CMS and the IRS said in proposed minimum essential coverage regulations that they released Feb. 1 that they would create a process for letting plan sponsors find out whether certain other types of coverage would qualify as being minimum essential coverage. CMS seems to be saying that it wants to focus on deciding which other types of alternative coverage would count as minimum essential coverage. The IRS seems to be saying that they expect CMS to run the minimum essential coverage qualification process. Once they figure out who’s in charge in this area, the safest approach might be to ask officials there about how they want to regulate multi-vendor health plans. 

7. If someone has a rider on an individual plan, what happens to that rider and the cost of the plan in 2014?

The PPACA rules and regulations don’t seem to address the topic of riders. It looks as if riders on existing, grandfathered policies might continue to exist in more or less the current form in 2014, but as if those grandfathered policies might prove to be part of stranded, closed blocks of business.

The general assumption is that high-cost individuals cling to policies in closed bocks of business and drive up the rates for those policies.

In the case of grandfathered PPACA policies, the consumers with the strongest incentive to cling to the in-force policies might be relatively young, healthy, low-cost, high-income enrollees who will not qualify for significant health insurance purchase tax incentives and will get no benefit from being able to buy policies on a guaranteed-issue basis. Our guess would be that, if younger, healthier policyholders cling to the pre-PPPACA legacy policies, the cost of any surviving pre-PPACA individual policy riders could be reasonably stable. 

8. Do health reimbursement arrangements (HRAs) have a role to play in this new world of health care?
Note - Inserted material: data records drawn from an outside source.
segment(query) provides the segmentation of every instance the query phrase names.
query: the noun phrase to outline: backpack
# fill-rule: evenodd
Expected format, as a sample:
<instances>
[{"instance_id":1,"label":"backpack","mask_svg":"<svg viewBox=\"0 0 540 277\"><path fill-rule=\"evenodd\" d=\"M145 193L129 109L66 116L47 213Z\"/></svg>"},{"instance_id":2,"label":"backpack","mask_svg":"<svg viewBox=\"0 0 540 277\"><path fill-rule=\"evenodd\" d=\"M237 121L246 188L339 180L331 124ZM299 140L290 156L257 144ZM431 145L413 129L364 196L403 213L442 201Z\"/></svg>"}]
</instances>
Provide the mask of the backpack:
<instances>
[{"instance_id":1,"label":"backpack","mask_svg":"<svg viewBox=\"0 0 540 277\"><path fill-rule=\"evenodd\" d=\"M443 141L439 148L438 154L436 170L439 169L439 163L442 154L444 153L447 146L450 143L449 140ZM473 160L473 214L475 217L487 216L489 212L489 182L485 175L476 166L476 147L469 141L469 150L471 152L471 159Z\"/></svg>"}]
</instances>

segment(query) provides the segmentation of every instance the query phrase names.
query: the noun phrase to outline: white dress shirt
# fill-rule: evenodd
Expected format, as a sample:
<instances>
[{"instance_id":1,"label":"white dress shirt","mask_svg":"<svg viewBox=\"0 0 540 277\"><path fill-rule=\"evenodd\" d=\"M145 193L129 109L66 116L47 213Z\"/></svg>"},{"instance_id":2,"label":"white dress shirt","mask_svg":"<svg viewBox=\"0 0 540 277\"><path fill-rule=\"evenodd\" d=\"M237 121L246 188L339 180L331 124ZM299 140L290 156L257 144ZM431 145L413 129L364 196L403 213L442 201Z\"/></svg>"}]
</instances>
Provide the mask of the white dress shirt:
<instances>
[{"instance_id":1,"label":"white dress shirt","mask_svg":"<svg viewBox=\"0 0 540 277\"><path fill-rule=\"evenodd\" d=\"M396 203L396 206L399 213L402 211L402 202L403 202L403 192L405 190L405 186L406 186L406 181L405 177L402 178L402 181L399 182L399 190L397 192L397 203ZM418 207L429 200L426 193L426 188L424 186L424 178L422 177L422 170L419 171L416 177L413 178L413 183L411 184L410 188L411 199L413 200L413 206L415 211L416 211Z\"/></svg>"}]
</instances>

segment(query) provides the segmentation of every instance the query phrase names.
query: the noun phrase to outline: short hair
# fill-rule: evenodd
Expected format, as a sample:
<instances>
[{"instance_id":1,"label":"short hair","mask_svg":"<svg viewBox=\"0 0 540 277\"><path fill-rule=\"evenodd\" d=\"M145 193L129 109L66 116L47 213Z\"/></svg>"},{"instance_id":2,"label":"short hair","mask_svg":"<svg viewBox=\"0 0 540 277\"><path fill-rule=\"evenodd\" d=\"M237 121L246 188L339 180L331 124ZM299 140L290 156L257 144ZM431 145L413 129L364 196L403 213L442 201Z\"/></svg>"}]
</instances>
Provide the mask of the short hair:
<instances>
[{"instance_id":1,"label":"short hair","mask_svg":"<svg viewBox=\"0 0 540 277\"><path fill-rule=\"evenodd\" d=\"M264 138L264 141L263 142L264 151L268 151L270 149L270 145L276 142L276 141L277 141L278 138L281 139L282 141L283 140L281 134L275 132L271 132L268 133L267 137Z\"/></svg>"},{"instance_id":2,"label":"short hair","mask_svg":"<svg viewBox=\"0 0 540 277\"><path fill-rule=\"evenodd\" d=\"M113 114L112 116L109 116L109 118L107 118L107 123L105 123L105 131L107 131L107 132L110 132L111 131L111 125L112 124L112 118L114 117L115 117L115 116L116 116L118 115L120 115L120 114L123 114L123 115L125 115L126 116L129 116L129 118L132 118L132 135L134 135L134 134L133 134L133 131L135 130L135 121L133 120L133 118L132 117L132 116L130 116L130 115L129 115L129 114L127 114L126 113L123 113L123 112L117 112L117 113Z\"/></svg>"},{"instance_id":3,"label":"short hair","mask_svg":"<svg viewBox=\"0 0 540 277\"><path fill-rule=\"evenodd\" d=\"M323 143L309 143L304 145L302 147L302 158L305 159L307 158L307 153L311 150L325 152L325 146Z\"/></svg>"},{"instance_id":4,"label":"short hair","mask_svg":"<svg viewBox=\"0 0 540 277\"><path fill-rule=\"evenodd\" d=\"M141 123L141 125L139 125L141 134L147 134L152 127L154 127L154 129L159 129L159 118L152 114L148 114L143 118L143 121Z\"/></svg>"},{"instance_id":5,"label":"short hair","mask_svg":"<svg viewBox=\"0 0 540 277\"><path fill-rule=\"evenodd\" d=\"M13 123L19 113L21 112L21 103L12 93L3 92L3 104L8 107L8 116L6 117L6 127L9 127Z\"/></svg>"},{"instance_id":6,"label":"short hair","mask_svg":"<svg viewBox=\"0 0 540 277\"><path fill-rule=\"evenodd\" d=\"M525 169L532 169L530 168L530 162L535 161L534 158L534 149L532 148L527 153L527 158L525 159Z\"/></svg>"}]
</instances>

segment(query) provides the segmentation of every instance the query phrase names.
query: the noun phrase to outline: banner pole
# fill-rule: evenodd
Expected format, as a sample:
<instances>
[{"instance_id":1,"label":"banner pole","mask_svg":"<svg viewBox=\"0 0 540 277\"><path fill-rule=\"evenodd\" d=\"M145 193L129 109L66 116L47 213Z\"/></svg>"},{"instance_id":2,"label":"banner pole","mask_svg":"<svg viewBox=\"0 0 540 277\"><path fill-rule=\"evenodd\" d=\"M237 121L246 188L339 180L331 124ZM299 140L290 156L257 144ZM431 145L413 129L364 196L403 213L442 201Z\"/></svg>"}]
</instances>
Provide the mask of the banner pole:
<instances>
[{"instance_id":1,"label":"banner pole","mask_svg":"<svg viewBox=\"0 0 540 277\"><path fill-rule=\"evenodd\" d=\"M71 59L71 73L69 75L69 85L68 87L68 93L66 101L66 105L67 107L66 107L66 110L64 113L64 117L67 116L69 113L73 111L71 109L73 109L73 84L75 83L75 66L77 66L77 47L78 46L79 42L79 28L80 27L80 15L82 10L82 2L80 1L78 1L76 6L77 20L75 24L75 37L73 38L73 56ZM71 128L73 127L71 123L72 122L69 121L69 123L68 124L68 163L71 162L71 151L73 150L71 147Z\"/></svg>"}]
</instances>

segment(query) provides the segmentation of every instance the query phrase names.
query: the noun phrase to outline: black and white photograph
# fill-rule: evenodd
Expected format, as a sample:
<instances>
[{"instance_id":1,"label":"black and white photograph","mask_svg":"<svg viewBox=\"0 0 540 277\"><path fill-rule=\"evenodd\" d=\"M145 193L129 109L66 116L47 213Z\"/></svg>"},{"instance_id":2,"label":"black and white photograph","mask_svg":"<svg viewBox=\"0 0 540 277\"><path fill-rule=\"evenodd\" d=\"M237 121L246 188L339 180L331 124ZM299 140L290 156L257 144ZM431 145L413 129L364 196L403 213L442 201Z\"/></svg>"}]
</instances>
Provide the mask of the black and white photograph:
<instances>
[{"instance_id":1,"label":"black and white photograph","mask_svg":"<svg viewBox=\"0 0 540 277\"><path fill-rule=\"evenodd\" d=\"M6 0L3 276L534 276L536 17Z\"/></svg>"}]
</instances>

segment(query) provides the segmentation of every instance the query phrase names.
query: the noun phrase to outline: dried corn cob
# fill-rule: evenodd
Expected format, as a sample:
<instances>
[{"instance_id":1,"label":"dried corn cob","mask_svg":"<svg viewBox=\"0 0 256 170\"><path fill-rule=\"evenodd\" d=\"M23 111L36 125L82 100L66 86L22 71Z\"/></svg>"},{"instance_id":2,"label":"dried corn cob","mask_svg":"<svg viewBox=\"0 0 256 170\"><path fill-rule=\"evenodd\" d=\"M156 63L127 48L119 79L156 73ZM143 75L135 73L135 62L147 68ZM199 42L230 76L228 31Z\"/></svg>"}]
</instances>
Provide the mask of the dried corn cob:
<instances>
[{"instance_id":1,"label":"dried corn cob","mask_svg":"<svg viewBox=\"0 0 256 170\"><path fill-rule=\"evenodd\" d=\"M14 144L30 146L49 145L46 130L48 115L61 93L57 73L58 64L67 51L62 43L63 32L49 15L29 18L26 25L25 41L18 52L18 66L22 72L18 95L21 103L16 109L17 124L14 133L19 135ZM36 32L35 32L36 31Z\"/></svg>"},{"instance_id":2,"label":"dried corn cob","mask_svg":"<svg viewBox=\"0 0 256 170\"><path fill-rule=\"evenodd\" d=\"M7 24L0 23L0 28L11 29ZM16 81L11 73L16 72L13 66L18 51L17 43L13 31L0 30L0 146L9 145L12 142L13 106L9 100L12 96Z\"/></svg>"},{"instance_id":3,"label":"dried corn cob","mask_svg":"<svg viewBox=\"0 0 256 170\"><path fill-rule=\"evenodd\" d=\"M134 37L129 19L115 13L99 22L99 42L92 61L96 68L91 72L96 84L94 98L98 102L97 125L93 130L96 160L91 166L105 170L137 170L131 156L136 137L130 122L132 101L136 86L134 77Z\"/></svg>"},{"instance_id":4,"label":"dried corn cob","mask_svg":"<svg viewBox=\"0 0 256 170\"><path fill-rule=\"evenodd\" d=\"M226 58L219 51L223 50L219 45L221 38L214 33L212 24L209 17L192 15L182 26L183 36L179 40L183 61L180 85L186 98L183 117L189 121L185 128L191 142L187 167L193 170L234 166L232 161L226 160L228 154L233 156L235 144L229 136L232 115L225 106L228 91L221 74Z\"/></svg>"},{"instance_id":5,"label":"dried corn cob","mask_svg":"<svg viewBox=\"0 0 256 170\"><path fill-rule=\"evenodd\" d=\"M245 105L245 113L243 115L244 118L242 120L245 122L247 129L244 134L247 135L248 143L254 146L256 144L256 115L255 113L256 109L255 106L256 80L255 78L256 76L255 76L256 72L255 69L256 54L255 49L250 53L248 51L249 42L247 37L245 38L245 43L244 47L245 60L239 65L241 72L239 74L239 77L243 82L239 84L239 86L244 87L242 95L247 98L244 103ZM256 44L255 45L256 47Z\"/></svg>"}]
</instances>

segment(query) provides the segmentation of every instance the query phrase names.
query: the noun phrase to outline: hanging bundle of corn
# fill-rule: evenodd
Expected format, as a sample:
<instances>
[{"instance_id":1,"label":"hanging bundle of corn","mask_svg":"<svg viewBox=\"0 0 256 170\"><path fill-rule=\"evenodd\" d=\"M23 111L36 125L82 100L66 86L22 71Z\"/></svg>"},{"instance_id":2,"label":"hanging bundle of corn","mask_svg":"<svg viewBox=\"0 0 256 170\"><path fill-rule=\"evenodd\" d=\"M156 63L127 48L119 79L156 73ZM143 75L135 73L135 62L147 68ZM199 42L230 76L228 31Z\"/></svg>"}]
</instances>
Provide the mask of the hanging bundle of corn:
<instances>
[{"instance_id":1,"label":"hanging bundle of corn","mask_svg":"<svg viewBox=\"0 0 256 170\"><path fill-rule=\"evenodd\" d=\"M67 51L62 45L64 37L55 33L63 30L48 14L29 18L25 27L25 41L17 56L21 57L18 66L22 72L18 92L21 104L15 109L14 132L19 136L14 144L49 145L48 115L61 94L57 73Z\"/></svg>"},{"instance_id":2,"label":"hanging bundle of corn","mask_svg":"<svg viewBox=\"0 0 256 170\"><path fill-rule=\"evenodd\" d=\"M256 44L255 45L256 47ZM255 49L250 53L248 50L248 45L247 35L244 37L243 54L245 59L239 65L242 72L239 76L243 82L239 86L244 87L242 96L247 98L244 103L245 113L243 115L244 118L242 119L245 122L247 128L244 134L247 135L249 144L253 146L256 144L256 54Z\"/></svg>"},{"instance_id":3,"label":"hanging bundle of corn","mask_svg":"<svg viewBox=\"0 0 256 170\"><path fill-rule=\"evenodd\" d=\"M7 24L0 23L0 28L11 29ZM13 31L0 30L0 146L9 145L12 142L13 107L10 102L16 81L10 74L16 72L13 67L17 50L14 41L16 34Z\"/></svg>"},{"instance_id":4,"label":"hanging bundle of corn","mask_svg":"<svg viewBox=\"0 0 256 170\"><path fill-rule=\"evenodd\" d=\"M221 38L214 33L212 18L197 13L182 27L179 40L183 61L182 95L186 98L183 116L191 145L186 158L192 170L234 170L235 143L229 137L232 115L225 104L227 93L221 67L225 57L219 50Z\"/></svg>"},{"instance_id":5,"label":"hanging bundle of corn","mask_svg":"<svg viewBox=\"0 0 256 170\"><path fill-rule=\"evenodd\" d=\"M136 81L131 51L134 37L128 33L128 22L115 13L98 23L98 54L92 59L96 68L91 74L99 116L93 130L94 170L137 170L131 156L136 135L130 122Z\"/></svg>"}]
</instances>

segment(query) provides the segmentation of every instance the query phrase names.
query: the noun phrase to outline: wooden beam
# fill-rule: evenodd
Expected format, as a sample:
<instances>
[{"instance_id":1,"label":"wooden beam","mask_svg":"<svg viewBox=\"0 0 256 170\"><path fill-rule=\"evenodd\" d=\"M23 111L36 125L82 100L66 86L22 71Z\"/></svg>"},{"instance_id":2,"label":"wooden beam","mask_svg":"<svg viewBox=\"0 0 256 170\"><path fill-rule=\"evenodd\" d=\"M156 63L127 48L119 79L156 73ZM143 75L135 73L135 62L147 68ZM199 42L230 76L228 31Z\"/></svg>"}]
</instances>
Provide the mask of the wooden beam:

Can the employer fund 100 percent of the deductible if it chooses to do so? 

Federal agencies don’t seem to like to HRA and health savings account (HSA) plans all that much, but they seem to be resigned to the idea that health account plan arrangements will continue to exist, and the exchanges will offer high-deductible health plans.

Jody Dietel recently wrote in BenefitsPro.com that she believes that most HRAs can continue to exist, but that it’s not clear whether an HRA that qualifies as a flexible spending account is still allowed.

We are not aware of a PPACA provision that prevents employers covering 100 percent of the cost of an employee’s deductible.

9. What am I missing? Without a doubt, there is going to be more time spent by the agent helping and educating the client/business owner. How will I get paid to do all of this for a client? And, in your opinion, will agents be compensated for helping clients on the exchange? If they are compensated, how much? 

Managers of the federal exchanges and most state exchanges seem to be saying that they want to get out of the middle and let the insurers and producers resolve compensation questions on their own.

10. We have heard anecdotally that rates could go up 50 percent to 100 percent above what they are now. How does that affect the cost issues and contributions? 

PPACA supporters seem to think that the warnings about big health rate increases are exaggerated. If rates go up a lot, that, obviously, will raise employers’ costs, and, within the complicated boundaries set by PPACA, employees’ costs. But it seems as if PPACA supporters will resist acting on PPACA cost-effect warnings until they’ve seen evidence that PPACA has had big effect on costs.